Für die ausstehenden drei Bundesliga-Spieltage in diesem Jahr am 22., 26. und 29. Dezember hofft er, dass «alle gesund durchkommen und das Ende der Fahnenstange erreicht ist, was die Absagen betrifft». Trotz der jüngsten Hiobsbotschaften sieht Prokop der EM, wo Deutschland in der Vorrunde auf die Niederlande (9. Januar), Titelverteidiger Spanien (11. Januar) und Lettland (13. Januar) trifft, aber zuversichtlich entgegen.
«Ich glaube fest an die Möglichkeiten unseres Teams», sagte der Bundestrainer. «Ich finde, dass wir bewusst und konsequent an unseren Zielen festhalten sollten. Das Halbfinale ist möglich, denn wir haben genügend Qualität im Team.» In dem fehlen auch der ehemalige Abwehrchef Finn Lemke (MT Melsungen) und Rechtsaußen Patrick Groetzki (Rhein-Neckar Löwen), die nicht berücksichtigt wurden.
Dafür ist Torwart-Oldie Bitter erstmals seit dem Frühjahr 2014 wieder dabei. Damals bestritt der Familienvater, der sich wegen seiner Kinder ursprünglich schon 2011 aus der DHB-Auswahl verabschiedet hatte, in den Playoffs für die WM 2015 gegen Polen die beiden letzten von bisher 144 Länderspielen. «Jetzt sind meine Kinder größer, die Lebensumstände haben sich verändert, es ist einfach eine neue Zeitrechnung», sagte Bitter über seine Nominierung.
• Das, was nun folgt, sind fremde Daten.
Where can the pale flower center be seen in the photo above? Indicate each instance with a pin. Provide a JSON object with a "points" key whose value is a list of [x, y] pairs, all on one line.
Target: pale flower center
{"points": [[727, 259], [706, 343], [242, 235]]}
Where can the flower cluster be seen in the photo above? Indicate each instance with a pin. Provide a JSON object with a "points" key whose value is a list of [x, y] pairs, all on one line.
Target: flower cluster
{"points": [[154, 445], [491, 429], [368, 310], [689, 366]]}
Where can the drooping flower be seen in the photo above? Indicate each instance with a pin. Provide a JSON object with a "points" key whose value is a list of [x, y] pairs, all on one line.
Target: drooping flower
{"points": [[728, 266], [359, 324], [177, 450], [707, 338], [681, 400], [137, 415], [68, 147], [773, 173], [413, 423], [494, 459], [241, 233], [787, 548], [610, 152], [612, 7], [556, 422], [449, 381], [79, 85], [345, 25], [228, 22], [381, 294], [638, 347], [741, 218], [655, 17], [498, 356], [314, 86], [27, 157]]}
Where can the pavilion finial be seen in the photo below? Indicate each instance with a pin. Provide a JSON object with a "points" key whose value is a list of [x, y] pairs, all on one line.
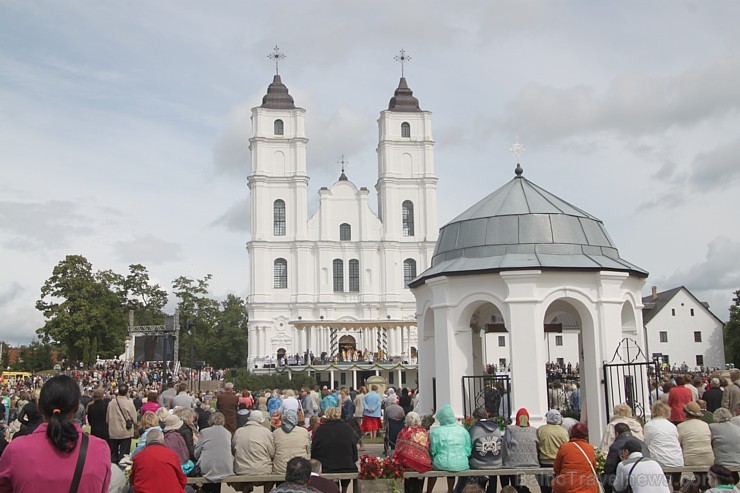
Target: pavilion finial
{"points": [[343, 161], [276, 55], [402, 58], [518, 149]]}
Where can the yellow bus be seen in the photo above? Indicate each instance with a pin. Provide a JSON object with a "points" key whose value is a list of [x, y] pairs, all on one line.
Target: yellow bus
{"points": [[12, 376]]}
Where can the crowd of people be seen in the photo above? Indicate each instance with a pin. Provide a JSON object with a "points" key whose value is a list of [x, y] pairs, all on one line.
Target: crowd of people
{"points": [[215, 435]]}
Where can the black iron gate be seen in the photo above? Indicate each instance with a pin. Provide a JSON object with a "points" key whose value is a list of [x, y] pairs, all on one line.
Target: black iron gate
{"points": [[485, 391], [564, 394], [631, 378]]}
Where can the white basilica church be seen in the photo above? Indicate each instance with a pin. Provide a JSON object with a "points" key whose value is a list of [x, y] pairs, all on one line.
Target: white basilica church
{"points": [[329, 290]]}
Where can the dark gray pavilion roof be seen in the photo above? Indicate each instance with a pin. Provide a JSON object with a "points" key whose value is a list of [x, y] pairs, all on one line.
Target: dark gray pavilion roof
{"points": [[277, 97], [403, 99], [522, 226]]}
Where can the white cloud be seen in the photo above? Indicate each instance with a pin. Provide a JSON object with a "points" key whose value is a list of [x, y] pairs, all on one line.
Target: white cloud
{"points": [[716, 169], [236, 218], [632, 105], [147, 249], [31, 226]]}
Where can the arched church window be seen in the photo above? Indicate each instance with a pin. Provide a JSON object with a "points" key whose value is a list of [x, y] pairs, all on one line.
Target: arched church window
{"points": [[278, 212], [407, 218], [354, 275], [280, 273], [405, 129], [338, 269], [409, 271]]}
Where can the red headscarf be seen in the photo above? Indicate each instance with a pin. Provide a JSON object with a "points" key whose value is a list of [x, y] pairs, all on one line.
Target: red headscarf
{"points": [[522, 417]]}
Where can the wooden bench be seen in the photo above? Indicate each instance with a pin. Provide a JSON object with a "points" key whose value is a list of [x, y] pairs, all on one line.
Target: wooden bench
{"points": [[273, 478]]}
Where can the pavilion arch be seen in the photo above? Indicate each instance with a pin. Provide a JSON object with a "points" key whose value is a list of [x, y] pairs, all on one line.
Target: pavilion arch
{"points": [[473, 302], [629, 321], [577, 302]]}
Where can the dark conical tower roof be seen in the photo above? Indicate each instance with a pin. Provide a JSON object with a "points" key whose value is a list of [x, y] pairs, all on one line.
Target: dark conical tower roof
{"points": [[277, 97], [523, 226], [403, 99]]}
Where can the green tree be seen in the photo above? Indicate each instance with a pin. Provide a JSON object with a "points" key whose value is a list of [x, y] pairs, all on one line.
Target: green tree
{"points": [[82, 310], [732, 333], [146, 299], [198, 316], [228, 347], [36, 356]]}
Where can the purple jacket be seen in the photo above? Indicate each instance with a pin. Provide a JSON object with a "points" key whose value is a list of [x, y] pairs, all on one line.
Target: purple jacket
{"points": [[32, 464]]}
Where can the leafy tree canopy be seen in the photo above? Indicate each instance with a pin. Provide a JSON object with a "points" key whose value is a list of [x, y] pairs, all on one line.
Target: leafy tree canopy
{"points": [[732, 332], [84, 314]]}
Von der war er selbst ein wenig überrascht. «Das Telefonat war kurz und knapp, weil ich auch relativ sprachlos war», berichtete Bitter von seinem Gespräch mit Prokop. «Sowas plant man einfach nicht. Man versucht, den Bundestrainer zu überzeugen und seine Leistung zu bringen. Wenn das darin mündet, dass der Bundestrainer einem das Vertrauen schenkt, ist das das schönste Geschenk, das man bekommen kann.» Eben wie Weihnachten.